Youngsters nowadays might wonder why St. Albert has a Coal Mine Road and a Coal Mine Park but no actual coal mine.
Coal Mine Road is so named because it used to lead to a mine in Sturgeon County: the Star-Key Mine.
The mine’s entrance was right where Coal Mine Road/Twp. Rd. 544 intersects with Starkey Road/RR 251 in Sturgeon County today, said St. Albert resident Carol McRae, 86, who lived on the Star-Key Mine site with her family for decades.
“Star-Key Mine was pretty important in the community at the time, as it provided a lot of employment for people and also provided heating for homes,” McRae said.
“Coal Mine Road came right from St. Albert to the mine.”
Life in the pits
Coal mining in St. Albert dates back to the early 1900s with the Canadian Coal and Coke Co. Ltd., which operated a mine around what is now Harwood Drive from about 1911 to 1917, said Musée Héritage Museum archivist Vino Vipulanantharajah. Members of many longtime St. Albert families, including the Perrault and Lavoie clans, worked in the Star-Key Mine at some point.
Star-Key Mine opened in 1945 and closed in 1979. It was one of the many businesses owned Jack Starky, a baseball player, golfer, curler, figure skater, and Edmonton Sports Hall of Fame member, documents from the Provincial Archives of Alberta show.
McRae said her father, Bror “Bud” Holmgren (namesake of St. Albert’s Holmgren Crescent), had been working at one of Starky’s other mines when this new one opened in 1944. He took up the post of surface foreman and moved his family on-site. She recalled how Holmgren would often come home after work, grab his rifle and go out to hunt ducks and pheasants.
“He loved music and liked to sing. We’d all get in the car for road-trips and we’d sing all the way.”

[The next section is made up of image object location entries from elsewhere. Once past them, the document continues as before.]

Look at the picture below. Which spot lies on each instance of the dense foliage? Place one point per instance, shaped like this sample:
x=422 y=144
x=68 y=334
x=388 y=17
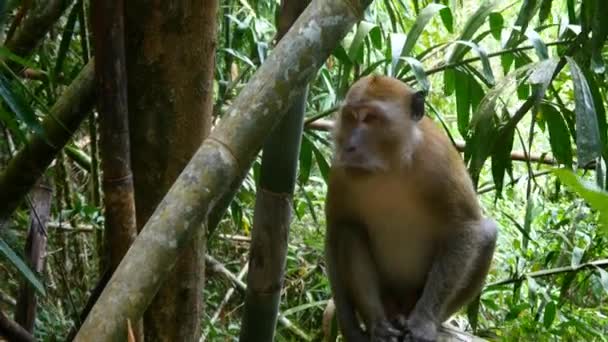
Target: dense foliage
x=519 y=86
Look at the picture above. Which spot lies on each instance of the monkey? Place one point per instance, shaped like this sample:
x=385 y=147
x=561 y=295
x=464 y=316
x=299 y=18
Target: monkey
x=406 y=244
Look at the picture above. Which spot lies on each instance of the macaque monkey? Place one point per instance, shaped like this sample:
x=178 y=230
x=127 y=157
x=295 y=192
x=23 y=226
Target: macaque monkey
x=406 y=244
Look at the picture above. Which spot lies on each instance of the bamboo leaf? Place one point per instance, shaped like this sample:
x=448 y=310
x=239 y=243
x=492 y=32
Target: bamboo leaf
x=483 y=56
x=587 y=131
x=559 y=138
x=321 y=163
x=497 y=23
x=21 y=266
x=365 y=28
x=501 y=160
x=423 y=18
x=590 y=192
x=397 y=42
x=447 y=19
x=600 y=33
x=527 y=11
x=419 y=73
x=470 y=28
x=449 y=82
x=545 y=10
x=603 y=278
x=549 y=314
x=305 y=160
x=19 y=106
x=463 y=102
x=539 y=46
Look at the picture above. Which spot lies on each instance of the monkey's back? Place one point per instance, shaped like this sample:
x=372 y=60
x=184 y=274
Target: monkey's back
x=405 y=211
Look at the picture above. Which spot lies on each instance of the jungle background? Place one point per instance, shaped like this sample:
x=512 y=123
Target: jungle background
x=519 y=86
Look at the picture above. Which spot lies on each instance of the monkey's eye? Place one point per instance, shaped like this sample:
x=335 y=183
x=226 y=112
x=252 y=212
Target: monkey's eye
x=370 y=118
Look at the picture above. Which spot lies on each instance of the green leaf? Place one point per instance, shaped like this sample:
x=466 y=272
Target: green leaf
x=501 y=160
x=305 y=160
x=447 y=19
x=496 y=24
x=463 y=102
x=549 y=314
x=577 y=256
x=527 y=11
x=559 y=137
x=8 y=54
x=449 y=82
x=587 y=132
x=593 y=195
x=321 y=162
x=600 y=33
x=483 y=56
x=545 y=10
x=397 y=41
x=21 y=266
x=506 y=61
x=423 y=18
x=19 y=106
x=419 y=73
x=539 y=46
x=365 y=28
x=470 y=28
x=603 y=278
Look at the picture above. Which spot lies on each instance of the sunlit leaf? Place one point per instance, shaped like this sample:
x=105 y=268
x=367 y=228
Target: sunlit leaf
x=483 y=56
x=419 y=73
x=539 y=46
x=527 y=11
x=447 y=19
x=600 y=33
x=496 y=24
x=588 y=141
x=559 y=136
x=474 y=22
x=603 y=278
x=321 y=162
x=596 y=197
x=549 y=314
x=423 y=18
x=19 y=106
x=25 y=271
x=305 y=160
x=365 y=28
x=545 y=10
x=463 y=101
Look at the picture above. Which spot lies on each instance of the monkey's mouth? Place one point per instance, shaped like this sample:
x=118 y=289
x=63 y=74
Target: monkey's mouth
x=359 y=164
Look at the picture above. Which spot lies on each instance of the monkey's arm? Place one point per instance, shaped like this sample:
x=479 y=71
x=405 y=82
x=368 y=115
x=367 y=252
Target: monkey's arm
x=335 y=250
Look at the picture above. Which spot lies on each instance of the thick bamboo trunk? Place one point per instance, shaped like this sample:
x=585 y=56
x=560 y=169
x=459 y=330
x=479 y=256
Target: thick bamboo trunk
x=170 y=105
x=272 y=215
x=230 y=149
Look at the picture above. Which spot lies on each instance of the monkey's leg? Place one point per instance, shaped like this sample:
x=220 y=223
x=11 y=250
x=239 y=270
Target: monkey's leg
x=481 y=266
x=356 y=285
x=456 y=275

McRae said visitors to the mine would have seen a single entrance that led to a series of large rooms with branching tunnels carved out of a 2.4 m thick seam of sub-bituminous coal, which was used mainly to heat homes and create electricity. Crews hauled up to 95,000 tons of coal out of the mine each year, excavating some 160 acres of the stuff during the mine’s lifetime, the Edmonton Journal reports.

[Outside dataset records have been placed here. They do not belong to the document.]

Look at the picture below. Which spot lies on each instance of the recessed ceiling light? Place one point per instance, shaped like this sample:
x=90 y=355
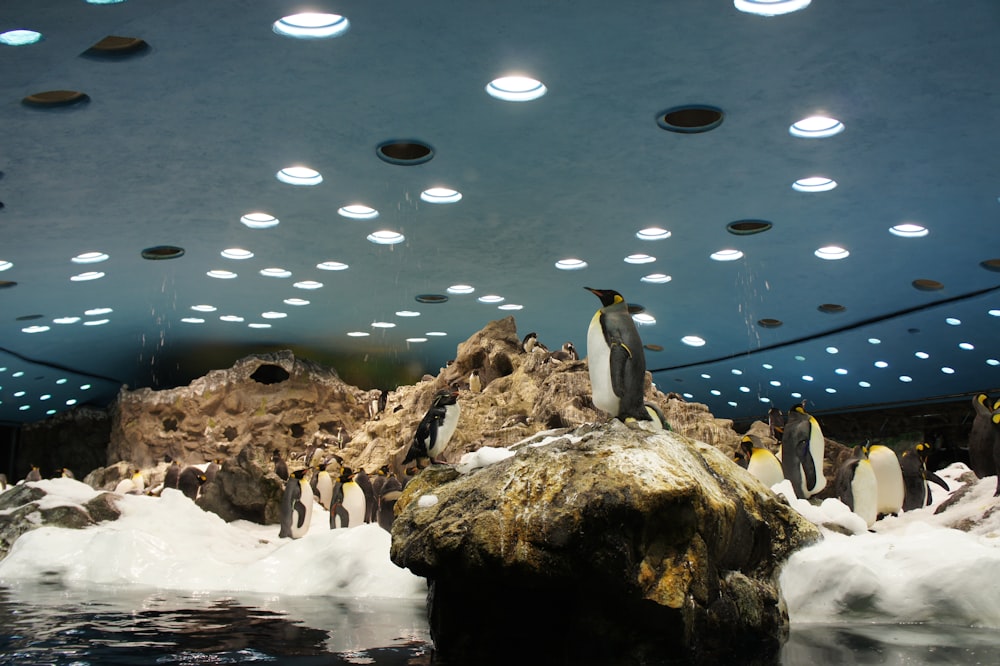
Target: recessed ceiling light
x=691 y=119
x=814 y=184
x=652 y=233
x=727 y=255
x=571 y=264
x=908 y=230
x=516 y=88
x=644 y=319
x=440 y=195
x=816 y=127
x=832 y=253
x=89 y=258
x=386 y=237
x=89 y=275
x=405 y=153
x=20 y=37
x=770 y=7
x=311 y=25
x=259 y=220
x=299 y=175
x=639 y=259
x=358 y=212
x=237 y=253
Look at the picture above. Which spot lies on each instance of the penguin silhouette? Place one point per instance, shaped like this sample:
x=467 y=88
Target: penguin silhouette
x=617 y=363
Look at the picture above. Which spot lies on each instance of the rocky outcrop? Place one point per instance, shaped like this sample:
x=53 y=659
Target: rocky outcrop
x=609 y=543
x=24 y=508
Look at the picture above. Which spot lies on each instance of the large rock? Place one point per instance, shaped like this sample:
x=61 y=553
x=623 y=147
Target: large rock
x=610 y=543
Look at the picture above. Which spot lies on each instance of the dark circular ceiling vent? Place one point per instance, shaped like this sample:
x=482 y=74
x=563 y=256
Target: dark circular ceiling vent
x=159 y=252
x=927 y=285
x=407 y=152
x=748 y=227
x=431 y=298
x=55 y=98
x=690 y=119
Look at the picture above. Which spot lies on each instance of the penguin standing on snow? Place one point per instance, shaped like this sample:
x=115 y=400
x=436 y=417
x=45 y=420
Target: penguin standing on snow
x=296 y=506
x=889 y=474
x=857 y=486
x=759 y=461
x=616 y=360
x=802 y=447
x=917 y=492
x=436 y=428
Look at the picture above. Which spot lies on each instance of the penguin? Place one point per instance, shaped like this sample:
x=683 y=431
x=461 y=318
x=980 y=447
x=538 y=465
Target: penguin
x=616 y=360
x=802 y=447
x=759 y=461
x=322 y=485
x=296 y=506
x=436 y=428
x=857 y=487
x=889 y=474
x=981 y=437
x=172 y=475
x=280 y=467
x=916 y=477
x=190 y=481
x=351 y=508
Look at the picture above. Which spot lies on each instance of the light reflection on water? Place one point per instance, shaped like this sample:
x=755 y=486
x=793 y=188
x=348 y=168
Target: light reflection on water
x=50 y=624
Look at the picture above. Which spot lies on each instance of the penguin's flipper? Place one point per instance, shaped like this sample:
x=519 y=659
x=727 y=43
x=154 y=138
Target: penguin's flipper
x=808 y=465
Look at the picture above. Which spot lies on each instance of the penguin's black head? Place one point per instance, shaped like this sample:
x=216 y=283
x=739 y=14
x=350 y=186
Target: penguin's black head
x=607 y=296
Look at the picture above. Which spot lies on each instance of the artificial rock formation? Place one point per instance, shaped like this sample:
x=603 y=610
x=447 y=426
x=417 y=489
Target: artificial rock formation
x=612 y=543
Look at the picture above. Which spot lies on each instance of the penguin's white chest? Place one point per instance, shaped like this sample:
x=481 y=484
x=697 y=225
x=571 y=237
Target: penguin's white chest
x=864 y=489
x=354 y=504
x=306 y=516
x=445 y=430
x=599 y=366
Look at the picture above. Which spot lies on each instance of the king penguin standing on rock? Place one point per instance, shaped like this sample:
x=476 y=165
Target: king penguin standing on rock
x=615 y=359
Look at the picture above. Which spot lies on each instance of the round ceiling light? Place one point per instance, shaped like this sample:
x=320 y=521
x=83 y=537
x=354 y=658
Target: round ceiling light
x=386 y=237
x=311 y=25
x=358 y=212
x=691 y=119
x=814 y=184
x=816 y=127
x=161 y=252
x=440 y=195
x=299 y=175
x=405 y=153
x=259 y=220
x=770 y=7
x=516 y=88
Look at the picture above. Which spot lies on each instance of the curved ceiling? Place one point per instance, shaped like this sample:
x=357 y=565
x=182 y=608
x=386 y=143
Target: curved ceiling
x=193 y=137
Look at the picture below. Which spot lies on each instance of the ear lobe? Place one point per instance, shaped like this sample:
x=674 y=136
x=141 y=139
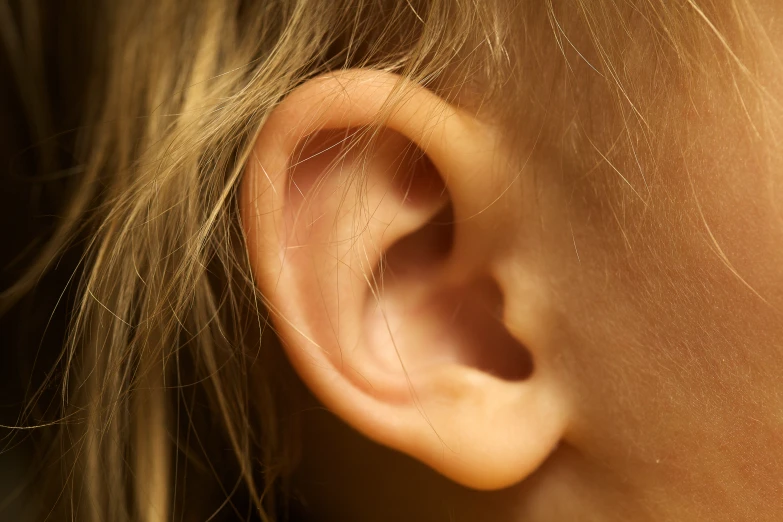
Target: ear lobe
x=367 y=225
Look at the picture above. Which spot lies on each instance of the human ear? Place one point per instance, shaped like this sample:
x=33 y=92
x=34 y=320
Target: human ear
x=374 y=226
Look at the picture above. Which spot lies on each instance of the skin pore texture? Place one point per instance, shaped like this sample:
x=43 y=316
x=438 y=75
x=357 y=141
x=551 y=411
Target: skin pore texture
x=644 y=284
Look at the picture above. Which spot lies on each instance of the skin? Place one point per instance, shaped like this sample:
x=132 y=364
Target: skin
x=664 y=290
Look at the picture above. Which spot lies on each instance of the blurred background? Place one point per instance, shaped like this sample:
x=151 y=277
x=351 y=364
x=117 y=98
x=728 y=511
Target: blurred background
x=39 y=130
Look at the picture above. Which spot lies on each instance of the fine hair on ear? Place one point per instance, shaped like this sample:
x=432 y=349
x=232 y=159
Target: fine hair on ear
x=170 y=355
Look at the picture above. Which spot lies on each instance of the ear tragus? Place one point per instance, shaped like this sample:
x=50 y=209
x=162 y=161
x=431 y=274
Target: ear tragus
x=371 y=246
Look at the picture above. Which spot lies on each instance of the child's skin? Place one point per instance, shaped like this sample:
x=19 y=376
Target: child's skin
x=650 y=300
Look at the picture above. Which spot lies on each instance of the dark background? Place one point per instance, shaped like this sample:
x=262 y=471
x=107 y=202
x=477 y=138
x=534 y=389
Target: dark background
x=45 y=73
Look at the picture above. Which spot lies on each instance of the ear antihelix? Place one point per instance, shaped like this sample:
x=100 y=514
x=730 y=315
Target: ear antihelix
x=362 y=239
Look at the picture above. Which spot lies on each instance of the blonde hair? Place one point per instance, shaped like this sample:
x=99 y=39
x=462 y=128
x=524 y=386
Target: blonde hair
x=167 y=310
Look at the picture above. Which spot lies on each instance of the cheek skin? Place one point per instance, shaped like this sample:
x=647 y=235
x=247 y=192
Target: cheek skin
x=671 y=307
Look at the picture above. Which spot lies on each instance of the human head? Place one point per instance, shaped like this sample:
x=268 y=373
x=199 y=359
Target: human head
x=534 y=246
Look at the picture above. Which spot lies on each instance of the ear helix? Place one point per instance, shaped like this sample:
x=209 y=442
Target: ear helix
x=379 y=265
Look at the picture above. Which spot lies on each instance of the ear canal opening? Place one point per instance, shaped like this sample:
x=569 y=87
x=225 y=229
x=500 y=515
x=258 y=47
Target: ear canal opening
x=425 y=321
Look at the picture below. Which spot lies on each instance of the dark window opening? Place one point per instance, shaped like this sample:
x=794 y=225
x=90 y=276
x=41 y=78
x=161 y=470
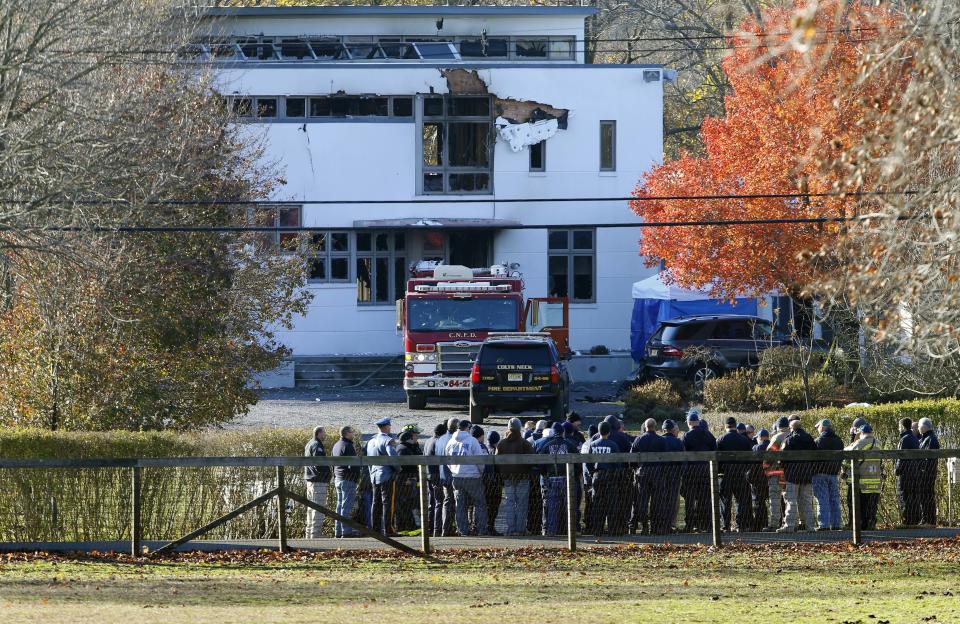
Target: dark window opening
x=532 y=48
x=296 y=107
x=403 y=107
x=538 y=156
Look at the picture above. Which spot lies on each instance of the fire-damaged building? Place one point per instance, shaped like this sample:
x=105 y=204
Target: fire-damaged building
x=432 y=125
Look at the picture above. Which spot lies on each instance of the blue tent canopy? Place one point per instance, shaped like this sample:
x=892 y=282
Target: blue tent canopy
x=654 y=301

Touring the mine in 1974, the Edmonton Journal’s Steve Hume described it as place of darkness, stone, wood, and water, where men used picks, dynamite, and a thunderous cutting machine “that looks like a power saw designed for Paul Bunyan” to shatter coal for collection into carts. A team of 20 horses that lived almost year-round in the mine hauled those carts in the early days; they were later replaced by electric engines.
Coal from the mine was hauled into a tower-like structure on the surface called a tipple and dumped into trucks for delivery to St. Albert, Edmonton, and other regions, McRae said. At the end of their shifts, workers would clean up in the wash-house and head home on the mine’s dedicated bus.

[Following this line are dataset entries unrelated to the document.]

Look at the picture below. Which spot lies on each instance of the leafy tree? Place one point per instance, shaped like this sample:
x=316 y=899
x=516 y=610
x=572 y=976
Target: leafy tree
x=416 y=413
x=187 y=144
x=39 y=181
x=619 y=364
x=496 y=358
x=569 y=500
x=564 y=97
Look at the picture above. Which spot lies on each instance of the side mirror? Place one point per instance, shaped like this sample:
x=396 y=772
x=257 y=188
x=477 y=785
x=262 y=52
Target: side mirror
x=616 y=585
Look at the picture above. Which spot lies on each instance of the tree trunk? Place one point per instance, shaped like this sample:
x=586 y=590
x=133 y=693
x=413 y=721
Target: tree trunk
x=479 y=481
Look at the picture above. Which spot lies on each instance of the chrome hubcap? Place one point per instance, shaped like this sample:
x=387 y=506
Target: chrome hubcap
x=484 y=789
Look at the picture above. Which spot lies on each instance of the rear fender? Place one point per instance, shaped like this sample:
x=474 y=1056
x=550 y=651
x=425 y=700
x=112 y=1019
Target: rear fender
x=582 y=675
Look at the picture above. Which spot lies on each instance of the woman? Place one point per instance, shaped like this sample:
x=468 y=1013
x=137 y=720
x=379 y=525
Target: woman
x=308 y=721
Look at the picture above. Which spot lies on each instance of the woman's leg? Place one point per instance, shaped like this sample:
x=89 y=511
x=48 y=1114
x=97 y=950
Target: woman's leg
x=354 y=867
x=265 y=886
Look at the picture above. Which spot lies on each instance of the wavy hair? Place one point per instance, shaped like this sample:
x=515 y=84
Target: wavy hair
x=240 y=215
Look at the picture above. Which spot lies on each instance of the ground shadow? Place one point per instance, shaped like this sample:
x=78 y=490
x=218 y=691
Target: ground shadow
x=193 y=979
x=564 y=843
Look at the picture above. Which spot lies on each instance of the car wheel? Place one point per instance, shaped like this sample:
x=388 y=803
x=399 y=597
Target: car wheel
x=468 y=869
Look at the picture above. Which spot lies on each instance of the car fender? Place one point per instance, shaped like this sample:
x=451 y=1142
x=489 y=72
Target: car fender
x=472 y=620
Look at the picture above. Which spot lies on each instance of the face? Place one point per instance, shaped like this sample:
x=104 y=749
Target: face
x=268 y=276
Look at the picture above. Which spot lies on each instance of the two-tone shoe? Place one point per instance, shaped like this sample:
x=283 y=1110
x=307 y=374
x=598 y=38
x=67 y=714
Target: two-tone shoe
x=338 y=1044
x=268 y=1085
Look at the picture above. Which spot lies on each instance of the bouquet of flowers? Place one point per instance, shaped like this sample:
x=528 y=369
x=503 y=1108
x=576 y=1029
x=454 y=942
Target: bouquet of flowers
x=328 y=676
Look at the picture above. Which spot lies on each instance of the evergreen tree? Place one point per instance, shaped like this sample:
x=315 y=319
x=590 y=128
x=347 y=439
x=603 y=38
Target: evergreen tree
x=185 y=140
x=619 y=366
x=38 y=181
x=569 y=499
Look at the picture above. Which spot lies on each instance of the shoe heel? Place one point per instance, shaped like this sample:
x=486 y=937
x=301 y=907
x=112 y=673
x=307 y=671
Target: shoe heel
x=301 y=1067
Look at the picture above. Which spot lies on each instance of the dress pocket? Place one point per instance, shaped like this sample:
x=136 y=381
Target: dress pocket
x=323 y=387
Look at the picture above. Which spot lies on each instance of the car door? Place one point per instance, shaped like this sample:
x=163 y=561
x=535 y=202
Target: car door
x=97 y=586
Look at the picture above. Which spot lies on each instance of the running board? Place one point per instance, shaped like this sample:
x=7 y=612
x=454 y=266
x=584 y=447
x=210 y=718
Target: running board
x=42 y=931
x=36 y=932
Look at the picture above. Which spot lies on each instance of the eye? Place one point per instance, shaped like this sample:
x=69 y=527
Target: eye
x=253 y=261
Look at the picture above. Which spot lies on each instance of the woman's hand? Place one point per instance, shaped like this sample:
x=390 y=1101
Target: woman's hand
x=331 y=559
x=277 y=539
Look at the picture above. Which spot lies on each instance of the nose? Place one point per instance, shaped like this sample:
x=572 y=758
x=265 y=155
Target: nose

McRae recalled how workers at the mine went on strike in a few years after it opened. Crews piled snow on area roads to block the bus and formed a picket line — one she and her siblings had to cross each day during the strike to get to school.
“I was seven or eight years old, so it was kind of scary,” she recalled.
McRae said a fire destroyed the mine’s tipple in January 1958. During reconstruction that May, worker Jim McMillan died from injuries sustained when a whirlwind flung a chunk of wood at his head.
“That was the same day my sister was getting married,” McRae noted.
Forgotten history
The Star-Key Mine was the last coal mine in Edmonton when Hume toured it in 1974. Strip-mining and natural gas heating had rendered it “a ghost from another era,” with its production falling to 65 tons a day from a peak of 1,000.
Starky sold the mine to Holmgren and other mine workers in 1961, McRae said. Holmgren died in 1974; his wife, Gertrude Holmgren Duxbury, moved from the mine site to St. Albert four years later. Inland Cement bought the mine in 1977 and closed it in January 1979. Crews tore down the mine’s buildings, plugged its entrances, and erased it from the landscape.
Today, the mine site is mostly open fields. Coal Mine Road itself also started to disappear in the 2010s, with a long stretch of it converted by St. Albert city council to trails and other amenities to address development and traffic pressures.
“If you go along Coal Mine Road now, there’s just acreages,” McRae said.